Right, so I'm already using this script to override info proc mappings, but it doesn't do anything for maintenance info sections, which currently just returns empty without ever talking to the gdb server I wrote. Since there's nothing dynamic on the platform, I am guessing this is normal.

[nicolasnoble]

About the tid, gdb only returns this one string, Remote target, without anything else in it. I'm returning a fake numerical thread id, but it seems gdb ignores it and just overrides it with this string.

[nicolasnoble]

Ah, about thread id, it seems like I only need to implement the support for the multiprocess feature extension: https://github.com/bminor/binutils-gdb/blob/56c1f748a5df6d0f7c75586204e3010fa3e164f9/gdb/remote.c#L12011-L12023

https://sourceware.org/gdb/onlinedocs/gdb/General-Query-Packets.html#multiprocess-extensions

I'll try adding this.

[d-millar]

Re "maintenance info sections", correct you have to roll you own here. I would guess the script should look something like:

define info proc mappings
echo 0x0 0xFFFFFFFF 0xFFFFFFFF 0x0 mem \n
end

define maintenance info sections ALLOBJ (or -all-objects)
`PCSX-Redux', file type elf64-mips:3000. \n
[0] 0x0->0xFFFFFFFF at 0x00000000: .interp ALLOC LOAD READWRITE DATA HAS_CONTENTS
end

but am guessing you'll need to play around with this.

[nicolasnoble]

Perfect, thanks. I had no idea what format this was expecting, so this helps a lot. I'll give this a try later today.

[nicolasnoble]

So with these changes, (and still the change to the mips.ldefs file) breakpoints now work properly, but hovering on variables now fail differently.

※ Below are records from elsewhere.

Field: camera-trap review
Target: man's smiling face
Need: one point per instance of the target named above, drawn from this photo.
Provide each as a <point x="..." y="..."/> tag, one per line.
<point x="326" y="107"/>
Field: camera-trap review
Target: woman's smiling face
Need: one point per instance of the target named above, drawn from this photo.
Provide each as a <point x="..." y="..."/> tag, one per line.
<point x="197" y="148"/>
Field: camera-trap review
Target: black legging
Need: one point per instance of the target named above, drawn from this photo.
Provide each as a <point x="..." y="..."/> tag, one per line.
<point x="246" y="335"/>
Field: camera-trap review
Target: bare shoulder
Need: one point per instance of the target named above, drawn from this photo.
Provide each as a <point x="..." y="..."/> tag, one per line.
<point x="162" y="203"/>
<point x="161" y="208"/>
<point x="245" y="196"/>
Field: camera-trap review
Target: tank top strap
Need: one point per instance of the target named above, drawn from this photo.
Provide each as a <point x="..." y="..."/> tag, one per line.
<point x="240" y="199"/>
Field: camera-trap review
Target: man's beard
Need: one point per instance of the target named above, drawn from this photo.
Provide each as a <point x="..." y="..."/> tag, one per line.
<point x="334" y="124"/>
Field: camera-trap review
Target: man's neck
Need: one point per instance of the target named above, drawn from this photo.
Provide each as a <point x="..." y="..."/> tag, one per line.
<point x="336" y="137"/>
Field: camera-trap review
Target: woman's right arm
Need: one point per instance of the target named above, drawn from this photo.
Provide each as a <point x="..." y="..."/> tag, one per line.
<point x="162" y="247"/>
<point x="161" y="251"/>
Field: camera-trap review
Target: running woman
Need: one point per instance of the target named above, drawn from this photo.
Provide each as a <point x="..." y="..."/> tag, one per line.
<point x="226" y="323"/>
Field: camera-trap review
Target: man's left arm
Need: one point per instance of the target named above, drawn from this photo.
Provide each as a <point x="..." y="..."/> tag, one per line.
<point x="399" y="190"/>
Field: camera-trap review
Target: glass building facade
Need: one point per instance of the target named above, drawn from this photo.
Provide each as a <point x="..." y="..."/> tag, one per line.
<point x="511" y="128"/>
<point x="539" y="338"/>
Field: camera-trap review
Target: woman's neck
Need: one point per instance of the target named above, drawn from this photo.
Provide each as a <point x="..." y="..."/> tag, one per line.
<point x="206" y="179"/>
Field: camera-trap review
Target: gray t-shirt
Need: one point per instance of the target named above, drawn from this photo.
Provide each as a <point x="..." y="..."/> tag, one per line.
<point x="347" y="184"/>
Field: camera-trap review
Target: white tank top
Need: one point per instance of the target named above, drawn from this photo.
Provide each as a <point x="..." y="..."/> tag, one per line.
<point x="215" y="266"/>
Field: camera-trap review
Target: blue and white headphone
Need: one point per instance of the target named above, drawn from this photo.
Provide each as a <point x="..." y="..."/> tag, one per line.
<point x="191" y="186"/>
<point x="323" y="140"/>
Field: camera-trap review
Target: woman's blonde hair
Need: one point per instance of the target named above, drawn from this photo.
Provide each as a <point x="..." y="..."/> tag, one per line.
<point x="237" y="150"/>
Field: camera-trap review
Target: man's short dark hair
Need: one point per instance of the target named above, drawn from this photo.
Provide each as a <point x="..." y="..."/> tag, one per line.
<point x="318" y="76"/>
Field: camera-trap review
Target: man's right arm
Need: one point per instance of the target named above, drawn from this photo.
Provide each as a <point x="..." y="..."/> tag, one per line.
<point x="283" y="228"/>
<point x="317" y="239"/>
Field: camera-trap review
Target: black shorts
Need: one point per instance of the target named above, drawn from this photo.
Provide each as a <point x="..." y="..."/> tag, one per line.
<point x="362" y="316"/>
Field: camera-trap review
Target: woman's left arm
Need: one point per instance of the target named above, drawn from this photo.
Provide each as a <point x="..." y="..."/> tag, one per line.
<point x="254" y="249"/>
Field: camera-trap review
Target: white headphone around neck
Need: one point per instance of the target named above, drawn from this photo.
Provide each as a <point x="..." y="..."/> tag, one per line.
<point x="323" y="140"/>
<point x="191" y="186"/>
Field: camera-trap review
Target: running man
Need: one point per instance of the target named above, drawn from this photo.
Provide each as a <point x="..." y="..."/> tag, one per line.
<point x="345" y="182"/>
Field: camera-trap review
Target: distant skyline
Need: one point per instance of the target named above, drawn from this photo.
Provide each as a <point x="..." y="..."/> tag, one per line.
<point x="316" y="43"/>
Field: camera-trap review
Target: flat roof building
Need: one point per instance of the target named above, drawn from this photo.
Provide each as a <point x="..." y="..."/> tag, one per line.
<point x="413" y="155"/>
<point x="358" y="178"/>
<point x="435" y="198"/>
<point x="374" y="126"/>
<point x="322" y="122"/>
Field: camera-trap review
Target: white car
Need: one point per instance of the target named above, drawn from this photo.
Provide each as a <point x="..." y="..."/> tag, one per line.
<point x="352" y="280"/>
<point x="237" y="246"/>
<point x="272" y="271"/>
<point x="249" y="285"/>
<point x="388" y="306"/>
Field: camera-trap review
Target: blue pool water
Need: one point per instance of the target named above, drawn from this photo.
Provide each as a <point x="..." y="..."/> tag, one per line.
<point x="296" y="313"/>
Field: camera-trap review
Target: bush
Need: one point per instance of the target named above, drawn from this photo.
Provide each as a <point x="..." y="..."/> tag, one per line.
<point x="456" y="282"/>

When trying to hover on a variable the first time, there'll be an out of bound exception during this callstack:

Any further hovering just gets a generic failure about how it can't find the stack frame.

[d-millar]

@nicolasnoble @dev747368 has a tickets in for the various hover issues - will add this to the queue. Also, if I get a chance today, will see if there's a straightforward workaround. Thanks!

[nicolasnoble]

I'll probably make a quick video to show how to get going because the setup is quite involved at this point, which I can then share here.

[nicolasnoble]

Here: https://youtu.be/yqnPm9unNJQ - probably want to watch this in 4k. I'm showing how to do the connection, how to start the debugger, but most importantly, I'm showing the various bugs there is with data inspection; I don't know if you're tracking all of them.

[d-millar]

@nicolasnoble Just following up: the video was very very helpful - am going to lobby all of customers to do this. :)

Various issues:
(1) Had you used "openbios.elf" in place of "PCSX Binary" in your ghidra_debugger_script, I think you would have avoided the need for manually mapping memory. That said, that's almost as much work, if not more, than hitting the <=> key, so.... I think your demonstration of that feature in the video does your customers a service.
(2) I am going to add a sample script for "maintenance info sections" to the distribution - not sure why I didn't do that when I added the "info proc mappings". Doesn't really obviate the need for the script, so will have to think about that some more.
(3) Have added a ticket for the problems with the hover - the fix may be a bit complex, so not sure when that will be remedied.
(4) Have added a ticket for the hover stack trace - that should be fixed soon.
(5) Have added a ticket for migrating structures from the Static listing to the Dynamic listing. Great idea - seconded by others, thanks!
(6) Have a ticket in to add r3000, so you won't have to edit the .ldefs file.

Again, thanks for the visuals. Keep us posted if you hit other bugs!